Erik Fernandez, wilderness coordinator with Oregon Wild, said logging at the trailhead was “definitely the flashpoint” for his group’s involvement, noting that “for my money, I’m not sure there’s a better trail on Mt. Hood.” Fernandez said there were still some issues with the thin, but felt the compromise was adequate.
“No project is ever perfect, but we think this compromise resolves the biggest concern, by far, we had with this project,” he explained.
“From Oregon Wild’s perspective, there’s got to be a two-way street,” he added. “There’s got to be some restoration thinning, but there has to be protection of the best areas of what we have left.”
Vista Ridge is one of the areas Oregon Wild feels is deserving of protection under the federal Wilderness Act — an expansion of which the group is hoping will pass when the 114th U.S. Congress meets for the first time early next month.
The Wilderness Act was passed in 1964 and designed to protect federally-owned lands from development that were of “primeval character and influence, without permanent improvements or human habitation.” Lands designated as wilderness enjoy a variety of protections from development, such as logging and road building. Recreation activities are also highly restricted.
The feds created the Mt. Hood Wilderness by passage of the original act and greatly expanded it in 2009. Oregon Wild is trying to put back in around 20,000 acres that were removed from that proposal, including areas in Hood River County such as Tamanawas Falls, Bluegrass Ridge, and Boulder Lake.
Oregon Wild approached the Hood River County Board of Commissioners in January to ask for a letter of support for the proposal. Commissioners, however, were split on the appropriateness of the proposal, citing concerns such as reduced recreational access, increased fire danger, and whether the areas targeted for protection truly fit the definition of wilderness.
The effort has gained the unlikely support of mountain bikers — unlikely, because bikes are not allowed in wilderness areas.

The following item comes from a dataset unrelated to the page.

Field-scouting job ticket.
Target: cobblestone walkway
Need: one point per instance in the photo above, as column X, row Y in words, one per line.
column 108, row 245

Anna Laxague, who lives in Parkdale and is the Pacific Northwest region director for the International Mountain Bicycling Association, said her agency “worked with (Oregon Wild) to create a corridor that would leave existing trails out of the proposal,” but protect the land beyond the trails by using a “cherry stem” approach.
“By just moving that back up the hill a little ways, you don’t lose very much wilderness, but you avoid impacting whether or not you’re losing mountain bikes,” Fernandez said.
He acknowledged that getting support from mountain bikers could be a lot easier than getting it from the new Congress, which he believed would be “not particularly wilderness-friendly.” Fernandez added it could be years before the proposal is even voted on, let alone approved.
“Realistically our job is to get the homework done, get it queued up, and get it as far along in Congress as we can,” he said.